Oct/Nov 2006  •   Fiction

The Man of Flies

by Joseph Zozaya

Photo by Jim Gourley

Photo by Jim Gourley


There was a man sitting near a mirror in a small cafe near the avenue Corduvez.

Dispersed outside were numerous empty chairs, and the sound of the dying evening was approaching. Surely, there was nothing odd about that transaction of life, but as I stared at the man more and more frequently, I began to suspect he was not all as he appeared. Men usually removed their hats as was customary, but his still emanated from his head, his overcoat resided continually upon his body, and not once did he ever touch his drink.

People were engaged in that miniscule building with their own ways, so hardly did they even notice the deceit this man was inflicting upon them. I stared at him openly, and he seemed amused. It was not that I could perceive his eyes, for his whole form was one of vagueness and a suppressing, gray nature. Perhaps, as I could discern no semblance of matter, he did not even have a face at all. It must have been some hours he sat there, only moving at certain increments, and then finally he departed without even leaving a bank note for the waiter.

"An arrangement with the proprietor?" I thought to myself. He wandered away down the lethargic boulevards, lumbering about as if plagued by an inconsistent defect of character. It was my impulse to follow him, and so I crossed the street, which was vacant at that hour, and I pressed my feet into the sidewalk while I glared at the falling sun and the transient implications of the ensuing night.

My thoughts began to conspire. I imagined that man a dabbler in some esoteric art, a deranged criminal of some sort, or a hidden eccentric with a thoroughly deformed face. These were all apparent possibilities, deficient without proper evidence, but most assuredly plausible.

The gas lamps along the bridge were lit by then, and as I made my way across the river, I saw the dark form enter the boulevard. What secured my gaze was a gas lamp exploding without instigation, particles of glass hurled in obtuse directions, and I became frightened.

I passed near the shattered lamp. Ineffectual flames still quivered along the sidewalk as the echo of my feet usurped the silence. Before me were seemingly vacant edifices. Not even was there one light in any of the windows. I continued moving, turning into corridors and walkways, trouncing upon stone paths. I felt I was a self-confessed man, but at that point I had nothing to concede: a lingering emptiness pervaded me; I felt abstract, useless, unidentifiable in that agonizing moment.

Soon, the crowded buildings spread out, a larger boulevard arose, and then a park. I heard the train leaving the Zergonuez station, colliding with the air above the adjacent bridge. And the man? Where had he elapsed to, what mist had carried him away?

At last I identified him near a tree, but he soon left that enclave and entered the congested city again. My feet were tired, but my veins were urged on to know the identity of that man. He ambulated into a more populous area and then stopped briefly at a shop for watches. I had difficulty seeing him there, confusing him with the ambiance, with the air drifting at that unexpected moment.

Perhaps everything was exaggerated, and men themselves were nothing but skeletal decorations.

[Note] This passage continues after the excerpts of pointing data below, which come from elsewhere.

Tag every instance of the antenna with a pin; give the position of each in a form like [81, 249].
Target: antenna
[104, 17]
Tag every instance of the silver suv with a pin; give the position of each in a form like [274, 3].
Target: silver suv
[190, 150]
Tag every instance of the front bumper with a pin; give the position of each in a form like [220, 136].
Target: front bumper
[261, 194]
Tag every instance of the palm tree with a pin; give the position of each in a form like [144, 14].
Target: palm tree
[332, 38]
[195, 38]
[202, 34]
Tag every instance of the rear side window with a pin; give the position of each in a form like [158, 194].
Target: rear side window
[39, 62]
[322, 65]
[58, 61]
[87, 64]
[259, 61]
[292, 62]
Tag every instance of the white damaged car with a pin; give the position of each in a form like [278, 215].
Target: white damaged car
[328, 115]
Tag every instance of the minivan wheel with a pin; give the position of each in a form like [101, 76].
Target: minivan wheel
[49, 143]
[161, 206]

After he departed, I immediately proceeded to the watch vendor and asked him what transaction had transpired between the two. "I am a private man!" he said, but the indulgence of the affair was too great for me and I bartered with him, offering him my own chain watch.

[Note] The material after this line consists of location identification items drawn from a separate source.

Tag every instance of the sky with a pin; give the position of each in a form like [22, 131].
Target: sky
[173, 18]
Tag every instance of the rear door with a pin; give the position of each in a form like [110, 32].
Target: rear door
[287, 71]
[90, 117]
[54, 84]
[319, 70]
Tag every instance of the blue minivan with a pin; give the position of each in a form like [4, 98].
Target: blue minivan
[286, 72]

"He wanted to know the..." but before he could finish the utterance, his face expressed grief, and then he contorted as if confronted by a pressing debilitation. Staggering away from the counter, he fell back against a wooden shelf and appeared dead.

I ran through the door and onto the street once more. What plague had been spread, what unholy wisdom allowed itself to be ushered by time and to cause death to surface? That I could not know, but I found the peculiar man in a bar, weaving through the boisterous crowds. Approaching him, I detected a harsh resonance, and then I could smell in the air something abrasive, with a texture not devised for human nostril. I tapped him upon the arm.

"You. I would like to convey a word with you!" I said, but neither could he see me, nor would he allow me to become a distraction in his unity. He removed his overcoat, and in front of me were thousands of flies, configured in a way allowing the assemblage to form a rudimentary human outline. The hat fell from the aggregation, and then the flies dispersed into the air and escaped the confines of that limited sphere. I heard only the laughing of the inebriated patrons, unaware such an episode was even possible in their world.